Of the many museums in San Francisco, CA, the California Academy of Science stands out as more than just a museum. It is also a prime example of a green commercial facility. In fact, it is the world’s greenest museum and has a Platinum-level LEED certification. My husband and I had a chance to tour this building in early October and see, among the many exhibits, its very unique green roof.
On the surface, the green roof appears to be a simple grassy, meadow-like landscape, but under the surface, it’s much more complex. A visitor sign detailed the many layers of the green roof. The base is the concrete roof top, followed by thermal plastic waterproofing to keep water from leaking into the building. Then, there is a layer of insulation to prevent UV damage and heat loss, followed by another protective polymer layer. Next up is a drainage layer, a filter sheet, additional soil, and finally the surface layer - a biodegradable tray with plants and soil.
One unique thing about this particular green roof is its hills. It was designed by Architect Renzo Piano to mimic the landscape of San Francisco, famously known as the “City of Seven Hills.” Underneath the roof’s two largest hills is the rainforest and planetarium. Not only do these particular hills make for an artistic landscape, but they also release hot air from the building via round, porthole-like skylights. Speckled in the grassy landscape are other features including vents for the HVAC system and gabions - pathways that prevent erosion, carry excess water to an overflow reservoir, and serve as access for roof maintenance.

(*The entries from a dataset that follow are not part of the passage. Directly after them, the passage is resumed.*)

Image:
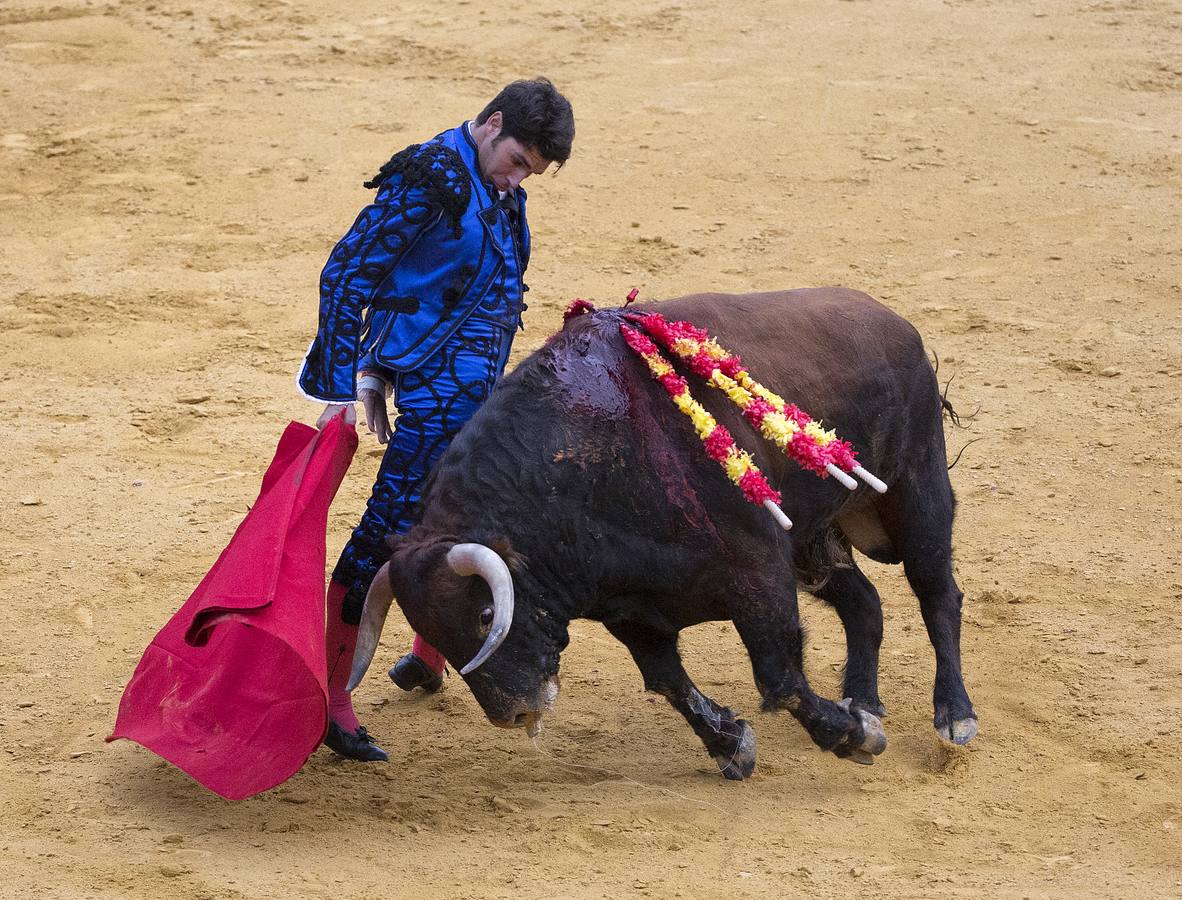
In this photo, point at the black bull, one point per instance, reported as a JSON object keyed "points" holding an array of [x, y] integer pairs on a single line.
{"points": [[593, 490]]}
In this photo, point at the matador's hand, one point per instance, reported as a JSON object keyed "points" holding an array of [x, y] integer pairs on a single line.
{"points": [[372, 390], [332, 410]]}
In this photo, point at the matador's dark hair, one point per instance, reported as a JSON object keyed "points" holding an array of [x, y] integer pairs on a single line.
{"points": [[537, 115]]}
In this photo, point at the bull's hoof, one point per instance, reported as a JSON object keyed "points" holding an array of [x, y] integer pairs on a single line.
{"points": [[740, 763], [961, 731], [411, 672], [874, 737]]}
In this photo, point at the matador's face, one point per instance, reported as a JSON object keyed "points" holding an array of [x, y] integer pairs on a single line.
{"points": [[504, 161]]}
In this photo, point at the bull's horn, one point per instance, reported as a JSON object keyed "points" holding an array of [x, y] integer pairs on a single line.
{"points": [[374, 613], [482, 561]]}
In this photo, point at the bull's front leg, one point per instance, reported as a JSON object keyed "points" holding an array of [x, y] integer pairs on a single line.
{"points": [[729, 739], [770, 627]]}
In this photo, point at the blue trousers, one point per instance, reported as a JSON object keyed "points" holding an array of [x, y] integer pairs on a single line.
{"points": [[434, 401]]}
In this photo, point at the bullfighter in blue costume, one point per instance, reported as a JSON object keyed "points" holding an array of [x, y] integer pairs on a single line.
{"points": [[421, 300]]}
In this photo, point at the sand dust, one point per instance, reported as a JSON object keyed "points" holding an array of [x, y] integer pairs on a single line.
{"points": [[1005, 174]]}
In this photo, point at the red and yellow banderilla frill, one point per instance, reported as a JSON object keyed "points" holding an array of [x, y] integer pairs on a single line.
{"points": [[793, 431], [719, 445]]}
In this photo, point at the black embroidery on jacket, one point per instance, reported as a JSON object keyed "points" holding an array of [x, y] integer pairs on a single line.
{"points": [[439, 170]]}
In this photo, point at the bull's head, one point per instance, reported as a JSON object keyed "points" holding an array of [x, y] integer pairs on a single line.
{"points": [[460, 597]]}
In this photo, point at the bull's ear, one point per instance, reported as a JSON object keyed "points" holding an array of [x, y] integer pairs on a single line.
{"points": [[415, 563]]}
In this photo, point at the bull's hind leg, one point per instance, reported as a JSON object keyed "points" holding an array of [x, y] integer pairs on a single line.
{"points": [[768, 623], [729, 739], [917, 516], [861, 610]]}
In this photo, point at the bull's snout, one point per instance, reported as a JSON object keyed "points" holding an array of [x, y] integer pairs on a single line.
{"points": [[526, 713]]}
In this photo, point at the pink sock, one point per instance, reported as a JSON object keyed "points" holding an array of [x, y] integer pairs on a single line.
{"points": [[429, 655], [339, 642]]}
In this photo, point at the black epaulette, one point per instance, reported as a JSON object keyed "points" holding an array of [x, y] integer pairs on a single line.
{"points": [[439, 170]]}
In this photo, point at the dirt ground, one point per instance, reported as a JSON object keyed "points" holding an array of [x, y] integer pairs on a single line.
{"points": [[1007, 175]]}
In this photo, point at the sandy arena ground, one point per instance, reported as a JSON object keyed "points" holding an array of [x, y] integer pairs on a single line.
{"points": [[1005, 174]]}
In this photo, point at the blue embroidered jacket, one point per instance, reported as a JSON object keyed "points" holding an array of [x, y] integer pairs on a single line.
{"points": [[417, 261]]}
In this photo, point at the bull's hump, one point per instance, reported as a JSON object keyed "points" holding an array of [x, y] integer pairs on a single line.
{"points": [[585, 366]]}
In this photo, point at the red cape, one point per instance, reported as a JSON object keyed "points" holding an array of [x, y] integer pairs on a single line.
{"points": [[233, 688]]}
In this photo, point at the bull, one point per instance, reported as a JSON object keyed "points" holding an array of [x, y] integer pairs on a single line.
{"points": [[578, 491]]}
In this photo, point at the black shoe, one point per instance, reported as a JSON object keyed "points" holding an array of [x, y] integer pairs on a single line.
{"points": [[411, 672], [354, 745]]}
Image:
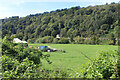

The benefits of the green roof are plentiful. Since the green roof is made of native plants, it attracts and feeds natural wildlife such as bumblebees, butterflies, and hummingbirds. It also absorbs rainwater which reduces flooding and pollution runoff in the wet city of San Francisco. In fact, it retains 98% of the rainfall, and just a small percentage is channeled to the ground below. It also serves as an outer insulate layer for the roof.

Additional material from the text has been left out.